BRIDGES, BRANCHES, PLANTS AND PROTISTS

At a developmental biology meeting, in front of a poster advertising somewhat generally the activities of my group on kinetic theories of pattern formation, I was asked by a plant geneticist: how do plant meristems manage to break circular symmetry? I was rather delighted to hear such physicists' terminology as ‘symmetry-breaking’ used in such a connection by a biologist. To my disappointment, I was unable to expand this incident into a collaboration; but for a moment this interaction was certainly right in the middle of the kind of bridge I keep trying to build. What such symmetry-breaking leads to is branching, the most common and well-known feature of plant growth, the thing that makes a bush bushy or a flower floral.

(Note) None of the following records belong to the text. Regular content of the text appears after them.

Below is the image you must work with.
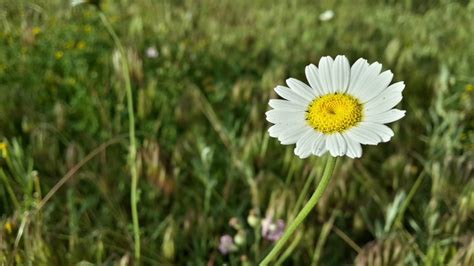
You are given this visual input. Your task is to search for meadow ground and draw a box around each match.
[0,0,474,265]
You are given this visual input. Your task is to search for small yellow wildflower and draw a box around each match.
[31,27,41,35]
[64,41,74,49]
[0,142,8,158]
[3,222,13,234]
[76,41,87,50]
[54,51,64,60]
[464,84,474,92]
[84,25,92,33]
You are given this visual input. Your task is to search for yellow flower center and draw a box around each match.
[306,93,362,134]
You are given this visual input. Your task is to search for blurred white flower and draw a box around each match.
[146,46,160,58]
[319,10,334,21]
[266,55,405,158]
[219,235,237,255]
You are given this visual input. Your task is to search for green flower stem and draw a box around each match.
[260,156,337,266]
[99,12,140,265]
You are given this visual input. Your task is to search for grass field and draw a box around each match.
[0,0,474,265]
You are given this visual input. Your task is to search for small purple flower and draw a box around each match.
[219,235,237,255]
[146,46,160,58]
[262,216,285,242]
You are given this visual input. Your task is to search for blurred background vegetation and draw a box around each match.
[0,0,474,265]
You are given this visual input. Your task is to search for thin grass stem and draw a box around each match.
[260,157,337,266]
[99,12,140,265]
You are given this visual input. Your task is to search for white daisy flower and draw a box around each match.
[266,55,405,158]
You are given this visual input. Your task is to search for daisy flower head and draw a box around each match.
[266,55,405,158]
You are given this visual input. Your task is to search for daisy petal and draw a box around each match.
[294,130,315,159]
[360,122,394,142]
[365,109,406,124]
[341,134,362,159]
[347,58,369,94]
[318,56,336,93]
[268,99,307,112]
[351,62,382,102]
[312,132,327,156]
[332,55,351,92]
[275,86,310,105]
[286,78,316,101]
[346,123,382,145]
[305,64,325,96]
[364,82,405,115]
[265,109,305,124]
[326,134,341,157]
[334,133,347,156]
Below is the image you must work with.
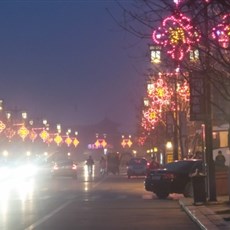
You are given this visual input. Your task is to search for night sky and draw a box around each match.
[0,0,147,132]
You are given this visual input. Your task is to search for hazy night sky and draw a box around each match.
[0,0,147,132]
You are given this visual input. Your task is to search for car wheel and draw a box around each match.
[156,192,169,199]
[183,181,193,197]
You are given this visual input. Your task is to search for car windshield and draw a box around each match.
[129,158,147,165]
[165,161,202,173]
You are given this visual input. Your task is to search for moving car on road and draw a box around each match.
[127,157,148,179]
[51,160,77,178]
[144,159,202,199]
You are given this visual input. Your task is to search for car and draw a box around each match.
[51,160,77,178]
[127,157,148,179]
[144,159,203,199]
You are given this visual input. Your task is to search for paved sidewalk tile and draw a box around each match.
[179,198,230,230]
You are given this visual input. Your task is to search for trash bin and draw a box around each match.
[192,173,206,204]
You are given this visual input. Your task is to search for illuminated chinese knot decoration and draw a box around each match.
[152,11,200,61]
[212,14,230,49]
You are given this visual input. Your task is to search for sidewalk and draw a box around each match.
[179,196,230,230]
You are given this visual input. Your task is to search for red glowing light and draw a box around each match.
[212,14,230,49]
[152,11,200,61]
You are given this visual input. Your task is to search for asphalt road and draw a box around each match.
[0,163,198,230]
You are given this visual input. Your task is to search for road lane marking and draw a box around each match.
[24,200,73,230]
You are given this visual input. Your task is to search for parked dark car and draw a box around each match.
[144,159,202,199]
[127,157,148,179]
[51,160,77,178]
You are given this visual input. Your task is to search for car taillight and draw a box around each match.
[163,173,175,179]
[54,165,58,170]
[72,165,77,170]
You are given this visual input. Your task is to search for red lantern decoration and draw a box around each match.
[152,11,200,61]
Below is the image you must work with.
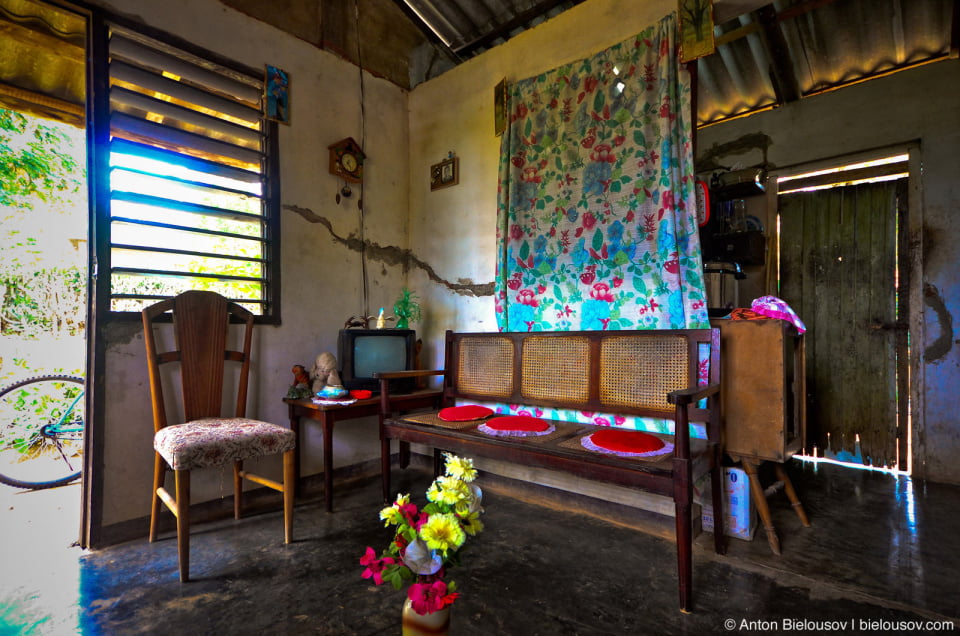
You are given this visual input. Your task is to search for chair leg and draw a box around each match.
[174,470,190,583]
[233,460,243,519]
[283,449,297,543]
[150,453,167,542]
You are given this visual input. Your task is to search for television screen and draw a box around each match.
[338,329,416,393]
[353,336,407,378]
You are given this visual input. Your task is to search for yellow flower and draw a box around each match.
[420,513,467,553]
[445,453,477,482]
[380,494,410,528]
[436,477,468,506]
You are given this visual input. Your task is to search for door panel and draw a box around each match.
[779,179,907,466]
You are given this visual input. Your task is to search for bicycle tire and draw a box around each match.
[0,374,86,490]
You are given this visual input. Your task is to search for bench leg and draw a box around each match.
[773,463,810,528]
[743,459,781,556]
[676,501,693,613]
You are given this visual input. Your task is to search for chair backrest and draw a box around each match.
[142,290,253,431]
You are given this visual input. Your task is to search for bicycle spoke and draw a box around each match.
[0,376,84,488]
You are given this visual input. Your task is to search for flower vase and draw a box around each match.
[402,598,450,636]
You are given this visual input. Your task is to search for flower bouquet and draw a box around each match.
[360,453,483,615]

And, despite the vast amount of information that is piling up on genetics, with all its powerful applications, we don't know what makes branching start, i.e. what makes apparently identical portions of a simple shape behave differently to make the shape more complex. Turing (1952) devised his theory of morphogenesis having in mind examples in the animal kingdom, especially the loss of spherical symmetry in a blastula when gastrulation commences. For plants, I return to the discussion of symmetry in my account of dichotomous branching in Chapter 4, with the idealized starting point of a hemispherical meristem topping a cylinder.